There's little doubt that potatoes would win a vegetable popularity contest by a wide margin. Their bland but distinctive flavor makes them a favorite with picky and adventurous eaters alike. They can be starchy, creamy, fluffy, mealy, crunchy, or waxy, depending on which kind you buy and how you cook them, but they (almost) always have a satisfying mouth feel.
What's more, potatoes are overachievers, perhaps more versatile in terms of cooking methods than any other vegetable -- maybe any other food. You can't eat them raw, but you can cook them about a zillion different ways, and they take well to all of them. Few other vegetables are appealing when baked or boiled and then served plain, but potatoes are. They're also super mashed, roasted, French fried, au gratin, or even grilled, braised, or stir-fried.
There are three categories of potato: waxy, starchy, and (sort-of) all-purpose. Waxy potatoes, also known as boiling potatoes, include new potatoes and red potatoes; these are fairly low in starch, which means that they keep their shape and retain a pleasantly dense, creamy texture when you cook them. Waxy potatoes are easily recognized by their thin, often red or yellow skin. On the other end of the starch spectrum are starchy potatoes, which have thick, rough, usually brown skin and cook up dry, fluffy, and yielding in texture. These are good baked (which is why they're also known as baking potatoes), fried, and mashed. In between waxy and starchy potatoes lie all-purpose potatoes, which work well with most cooking methods and are a nice textural compromise: not too fluffy, not too firm.
What to Look For
No matter what kind of potato you're buying, look for hard, smooth, unblemished spuds. Soft spots and sprouts are a sign of potatoes that are past their prime, while green patches (which are mildly toxic) indicate that a potato has been exposed to the sun. Find them a cool, dark, dry place to live (the refrigerator seems fine to me, though many people don't recommend that), and they'll keep for up to several weeks-months, even.

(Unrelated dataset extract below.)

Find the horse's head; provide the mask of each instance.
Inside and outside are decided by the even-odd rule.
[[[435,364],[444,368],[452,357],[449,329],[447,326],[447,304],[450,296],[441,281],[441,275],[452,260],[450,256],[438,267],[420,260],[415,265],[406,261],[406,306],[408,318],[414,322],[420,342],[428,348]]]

Most people have already eaten potatoes in their most common incarnations: mashed, baked, and deep-fried. You've probably also eaten them as home fries accompanying an omelet or pile of scrambled eggs. You may not, however, have eaten them cooked in eggs, as they are in the wonderful Spanish dish known as a tortilla. Unlike the Mexican flatbread with the same name, a Spanish tortilla consists of thinly sliced potatoes and onions slowly braised in lots of olive oil, which is then drained off. (Don't throw the unused oil away; it acquires a wonderfully aromatic flavor that can add an extra hint of savoriness to just about any other dish.) The now-soft potatoes and onion are then cooked in beaten eggs to produce a flat, frittata-like cake that's wonderful eaten warm or at room temperature as a main dish or, cut into thin wedges, as a tapas-style appetizer.
Another authentic, slightly less familiar way of serving potatoes comes to us by way of India; it's called aloo paratha, and it's essentially flaky whole wheat flatbread stuffed with spiced potatoes. This may sound like carbohydrate overkill, but it's truly wonderful and as worthwhile, to my mind, as any other home baking project. Which is not to say that it's difficult or time consuming: the dough comes together in seconds in the food processor, the filling requires only boiling and mashing, and the rolling and frying process is fun and easy, especially if you can enlist anyone to help you in the kitchen.